Apabila merujuk pada penjelasan Edward Luttwak diatas, beberapa prasyarat dalam proses pemakzulan Gus Dur terpenuhi, dan pemakzulan ini dapat dikategorikan sebagai tindakan kudeta. Mengenai intervensi massa dan kekuatan bersenjata dapat dilihat dari isi “Skenario Semut Merah”, yang merupakan plot mengenai langkah untuk melengserkan Gus Dur yang ditulis Fuad Bawazier dan ditujukkan kepada Akbar Tandjung.
Mengenai hal yang berkaitan dengan instabilitas politik karena sistem multipartai, dapat dikatakan menjadi faktor utama Gus Dur harus terlempar dari kursi kepresidenan. Selain itu, ketidakstabilan pemerintahan Gus Dur disebabkan oleh sikapnya yang seringkali mengambil keputusan sendiri. Ditambah lagi, komunikasi Gus Dur yang kurang bijak karena seringkali menggunakan dagelan, membuat Gus Dur yang seharusnya bersikap bijak dan tegas dalam melihat persoalan malah memberikan keterangan yang sifatnya “lelucon”.[8] Sehingga, seringkali ucapan dan pernyataannya berakhir dipolitisasi oleh lawan politiknya.

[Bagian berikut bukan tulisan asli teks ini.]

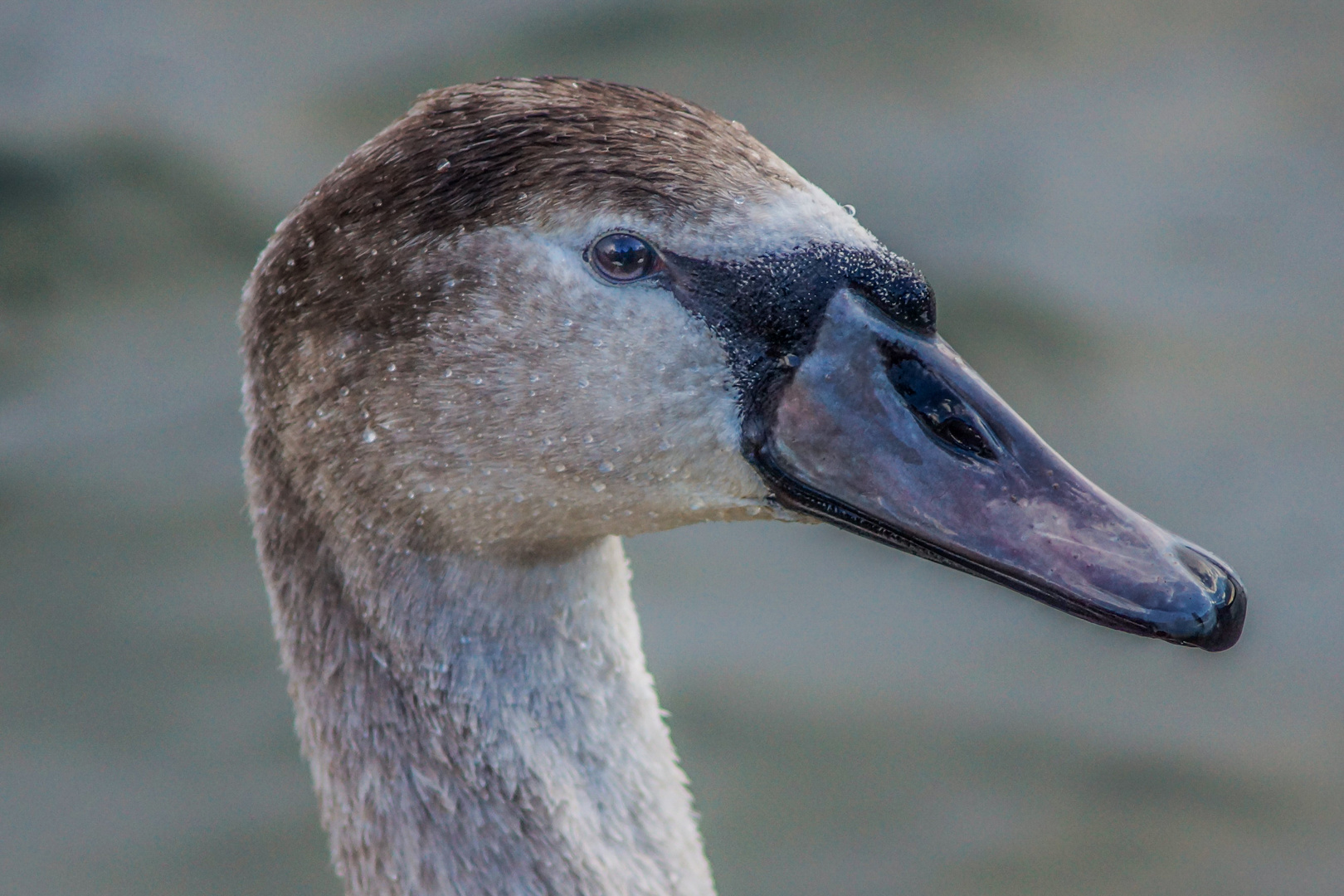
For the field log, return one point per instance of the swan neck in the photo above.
(479, 727)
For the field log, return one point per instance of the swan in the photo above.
(533, 316)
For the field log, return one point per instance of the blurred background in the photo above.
(1133, 215)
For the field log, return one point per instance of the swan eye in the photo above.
(622, 258)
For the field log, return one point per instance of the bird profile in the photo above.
(533, 316)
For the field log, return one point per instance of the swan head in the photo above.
(538, 312)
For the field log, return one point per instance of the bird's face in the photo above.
(590, 363)
(641, 375)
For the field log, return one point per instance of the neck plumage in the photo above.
(479, 727)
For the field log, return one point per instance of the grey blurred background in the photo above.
(1133, 215)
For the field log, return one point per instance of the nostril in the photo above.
(936, 405)
(964, 436)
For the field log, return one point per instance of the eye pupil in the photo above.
(622, 257)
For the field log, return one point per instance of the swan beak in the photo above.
(890, 434)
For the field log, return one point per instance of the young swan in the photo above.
(533, 316)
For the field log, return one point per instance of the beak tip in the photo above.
(1227, 621)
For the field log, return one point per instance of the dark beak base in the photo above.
(890, 434)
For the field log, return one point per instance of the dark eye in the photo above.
(622, 258)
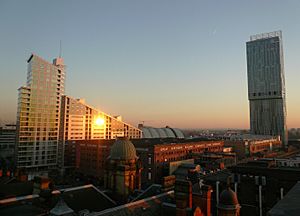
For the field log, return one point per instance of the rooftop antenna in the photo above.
(59, 48)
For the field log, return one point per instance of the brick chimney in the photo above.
(183, 197)
(202, 199)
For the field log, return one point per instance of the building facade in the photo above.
(249, 145)
(80, 121)
(266, 85)
(157, 154)
(7, 146)
(38, 114)
(123, 169)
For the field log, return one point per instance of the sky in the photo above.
(161, 62)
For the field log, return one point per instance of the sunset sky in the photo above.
(165, 62)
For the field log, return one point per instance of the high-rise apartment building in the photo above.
(7, 145)
(266, 85)
(38, 114)
(80, 121)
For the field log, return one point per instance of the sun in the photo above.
(99, 121)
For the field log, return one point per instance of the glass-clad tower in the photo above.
(266, 85)
(38, 114)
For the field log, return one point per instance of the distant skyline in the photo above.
(176, 63)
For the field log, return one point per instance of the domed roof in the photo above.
(123, 149)
(228, 199)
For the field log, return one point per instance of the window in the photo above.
(149, 175)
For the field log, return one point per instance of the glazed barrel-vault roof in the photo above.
(123, 149)
(167, 132)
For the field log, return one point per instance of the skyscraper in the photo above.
(266, 85)
(38, 114)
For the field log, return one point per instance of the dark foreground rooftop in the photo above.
(289, 205)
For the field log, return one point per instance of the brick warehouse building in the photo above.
(156, 154)
(89, 156)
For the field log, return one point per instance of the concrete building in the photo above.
(266, 85)
(39, 113)
(80, 121)
(7, 146)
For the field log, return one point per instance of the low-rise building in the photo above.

Kesimpulan yang dapat ditarik, bahwa proses pemakzulan Gus Dur merupakan upaya kudeta yang dilakukan oleh berbagai kelompok. Permasalahan hukum dalam proses pemakzulan pun tidak jelas, dan bahkan terdapat benturan yuridis. Alih-alih menekankan supremasi hukum melalui prosedur yang konstitusional, tindakan parlemen lebih dilatarbelakangi oleh kepentingan politik dalam upaya untuk melucuti kekuasaan Gus Dur selaku presiden.